Buena parte de los mexicanos se opusieron, con más determinación en las zonas rurales que en los núcleos urbanos. Eso sí, primero agotaron todas las vías pacíficas de resolución de conflictos. Y sólo entonces se alzaron en armas.

Por un lado estaban los federales o ‘comecuras’ del presidente Calles, un ejército bien pertrechado y más numeroso que los rebeldes o cristeros, peor equipados y con escasa formación militar. Sin embargo, éstos contaban con algo que sus enemigos no: la fe en Dios, el conocimiento del terreno y el apoyo de la población, compuesta muchas veces por ancianos, mujeres y niños.

Tras tres años de guerra, al Gobierno no le quedó sino rendirse a la evidencia de que ni las balas ni las torturas pararían a los cristeros, con lo que optó por el engaño.
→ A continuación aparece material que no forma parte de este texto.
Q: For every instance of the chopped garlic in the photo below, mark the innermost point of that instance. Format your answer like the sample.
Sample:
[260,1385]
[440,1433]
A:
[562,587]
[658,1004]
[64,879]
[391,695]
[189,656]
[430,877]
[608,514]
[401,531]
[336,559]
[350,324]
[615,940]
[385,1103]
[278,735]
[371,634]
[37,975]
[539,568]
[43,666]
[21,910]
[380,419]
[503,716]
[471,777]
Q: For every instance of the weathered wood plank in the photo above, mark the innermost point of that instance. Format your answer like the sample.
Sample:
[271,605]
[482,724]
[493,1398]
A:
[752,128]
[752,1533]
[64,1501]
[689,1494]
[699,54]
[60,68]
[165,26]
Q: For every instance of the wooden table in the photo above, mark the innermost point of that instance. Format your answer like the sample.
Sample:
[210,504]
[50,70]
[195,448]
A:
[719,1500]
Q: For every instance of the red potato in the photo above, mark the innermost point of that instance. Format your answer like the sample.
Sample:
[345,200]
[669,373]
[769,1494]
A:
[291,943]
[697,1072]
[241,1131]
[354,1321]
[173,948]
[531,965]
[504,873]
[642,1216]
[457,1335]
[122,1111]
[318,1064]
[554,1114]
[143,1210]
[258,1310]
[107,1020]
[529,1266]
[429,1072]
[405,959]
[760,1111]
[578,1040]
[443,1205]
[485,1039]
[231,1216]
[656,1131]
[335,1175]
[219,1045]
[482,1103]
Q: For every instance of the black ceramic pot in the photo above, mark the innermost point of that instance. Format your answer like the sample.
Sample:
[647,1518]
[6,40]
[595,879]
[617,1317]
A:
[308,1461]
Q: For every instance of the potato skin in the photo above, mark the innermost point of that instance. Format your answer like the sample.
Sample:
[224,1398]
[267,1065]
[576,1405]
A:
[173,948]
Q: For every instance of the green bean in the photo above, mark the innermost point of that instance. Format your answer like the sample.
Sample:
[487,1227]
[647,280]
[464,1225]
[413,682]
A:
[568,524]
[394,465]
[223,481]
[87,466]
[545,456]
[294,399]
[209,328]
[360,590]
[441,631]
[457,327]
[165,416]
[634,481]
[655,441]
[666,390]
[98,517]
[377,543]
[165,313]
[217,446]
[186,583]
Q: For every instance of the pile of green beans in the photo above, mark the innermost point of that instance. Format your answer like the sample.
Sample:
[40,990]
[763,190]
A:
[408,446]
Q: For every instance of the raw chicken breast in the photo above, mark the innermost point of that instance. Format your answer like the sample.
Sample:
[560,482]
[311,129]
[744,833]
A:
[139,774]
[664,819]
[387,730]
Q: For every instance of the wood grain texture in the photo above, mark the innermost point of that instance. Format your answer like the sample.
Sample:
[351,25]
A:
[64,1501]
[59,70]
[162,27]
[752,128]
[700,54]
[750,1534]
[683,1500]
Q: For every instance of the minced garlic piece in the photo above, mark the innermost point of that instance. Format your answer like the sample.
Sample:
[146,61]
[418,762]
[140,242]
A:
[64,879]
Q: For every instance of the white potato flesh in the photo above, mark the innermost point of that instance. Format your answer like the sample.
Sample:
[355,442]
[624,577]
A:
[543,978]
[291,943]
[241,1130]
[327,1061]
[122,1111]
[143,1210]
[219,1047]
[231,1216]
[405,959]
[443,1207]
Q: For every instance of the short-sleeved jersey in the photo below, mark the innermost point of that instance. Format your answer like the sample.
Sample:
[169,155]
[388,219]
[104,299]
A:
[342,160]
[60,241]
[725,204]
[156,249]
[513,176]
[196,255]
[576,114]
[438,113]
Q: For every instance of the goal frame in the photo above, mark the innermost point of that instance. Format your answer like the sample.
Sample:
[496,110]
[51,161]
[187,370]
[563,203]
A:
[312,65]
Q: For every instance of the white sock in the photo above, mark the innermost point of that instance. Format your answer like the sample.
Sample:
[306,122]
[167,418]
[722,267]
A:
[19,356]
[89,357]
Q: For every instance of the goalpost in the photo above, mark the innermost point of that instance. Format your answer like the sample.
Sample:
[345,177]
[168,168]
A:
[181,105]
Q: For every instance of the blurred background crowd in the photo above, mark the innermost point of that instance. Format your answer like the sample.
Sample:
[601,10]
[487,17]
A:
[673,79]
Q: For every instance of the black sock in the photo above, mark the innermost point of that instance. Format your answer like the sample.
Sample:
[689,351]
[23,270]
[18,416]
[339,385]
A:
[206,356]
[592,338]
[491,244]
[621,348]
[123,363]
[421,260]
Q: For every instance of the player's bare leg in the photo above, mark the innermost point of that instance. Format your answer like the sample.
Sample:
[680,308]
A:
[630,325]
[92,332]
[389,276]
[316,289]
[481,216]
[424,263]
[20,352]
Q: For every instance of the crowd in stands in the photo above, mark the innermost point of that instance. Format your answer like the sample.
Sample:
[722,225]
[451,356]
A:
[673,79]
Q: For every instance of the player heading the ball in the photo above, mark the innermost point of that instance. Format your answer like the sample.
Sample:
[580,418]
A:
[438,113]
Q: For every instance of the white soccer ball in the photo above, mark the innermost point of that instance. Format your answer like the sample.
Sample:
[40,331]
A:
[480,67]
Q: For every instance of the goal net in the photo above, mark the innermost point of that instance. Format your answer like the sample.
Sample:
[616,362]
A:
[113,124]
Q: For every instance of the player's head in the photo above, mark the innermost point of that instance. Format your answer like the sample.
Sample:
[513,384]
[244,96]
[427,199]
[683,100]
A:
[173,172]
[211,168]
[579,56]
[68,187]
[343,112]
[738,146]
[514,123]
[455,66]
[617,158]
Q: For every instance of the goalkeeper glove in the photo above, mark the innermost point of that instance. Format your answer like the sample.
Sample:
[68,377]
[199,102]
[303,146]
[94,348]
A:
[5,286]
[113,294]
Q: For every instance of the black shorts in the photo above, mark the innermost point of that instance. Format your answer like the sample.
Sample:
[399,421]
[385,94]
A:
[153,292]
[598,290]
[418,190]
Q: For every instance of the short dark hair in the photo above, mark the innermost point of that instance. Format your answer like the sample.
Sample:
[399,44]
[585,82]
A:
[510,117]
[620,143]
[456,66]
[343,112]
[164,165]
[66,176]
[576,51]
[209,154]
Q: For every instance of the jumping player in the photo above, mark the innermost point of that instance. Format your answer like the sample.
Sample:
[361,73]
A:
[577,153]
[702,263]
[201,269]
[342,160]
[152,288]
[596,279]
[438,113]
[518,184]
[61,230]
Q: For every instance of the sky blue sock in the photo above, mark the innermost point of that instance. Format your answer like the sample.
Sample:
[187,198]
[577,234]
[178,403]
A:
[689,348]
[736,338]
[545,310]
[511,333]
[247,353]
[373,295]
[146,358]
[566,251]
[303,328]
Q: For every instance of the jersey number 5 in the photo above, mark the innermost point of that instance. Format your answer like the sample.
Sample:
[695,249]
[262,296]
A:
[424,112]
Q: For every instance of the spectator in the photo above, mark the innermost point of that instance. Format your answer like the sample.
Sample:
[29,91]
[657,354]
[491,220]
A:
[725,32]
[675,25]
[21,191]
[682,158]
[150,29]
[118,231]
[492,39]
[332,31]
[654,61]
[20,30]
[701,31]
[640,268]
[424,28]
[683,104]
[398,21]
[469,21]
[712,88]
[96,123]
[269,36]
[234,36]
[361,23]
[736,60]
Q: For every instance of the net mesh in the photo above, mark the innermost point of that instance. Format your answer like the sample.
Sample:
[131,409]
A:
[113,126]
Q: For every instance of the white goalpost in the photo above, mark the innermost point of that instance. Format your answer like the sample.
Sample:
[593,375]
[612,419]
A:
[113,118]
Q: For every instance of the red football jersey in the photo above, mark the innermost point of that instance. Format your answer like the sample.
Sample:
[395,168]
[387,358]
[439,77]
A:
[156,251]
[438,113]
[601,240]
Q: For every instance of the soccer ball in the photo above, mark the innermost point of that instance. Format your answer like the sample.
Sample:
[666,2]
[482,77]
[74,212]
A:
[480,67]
Al poco de declarar la tregua trampa, se ordenaba apresar a los líderes desarmados, descabezando así al movimiento.

Hoy podemos decir que Calles y los suyos ganaron el poder pero que los cristeros obtuvieron la gloria, como acreditan sus numerosos mártires hoy en los altares. Que el grito de guerra cristero -¡Viva Cristo rey!- no fue un grito en vano.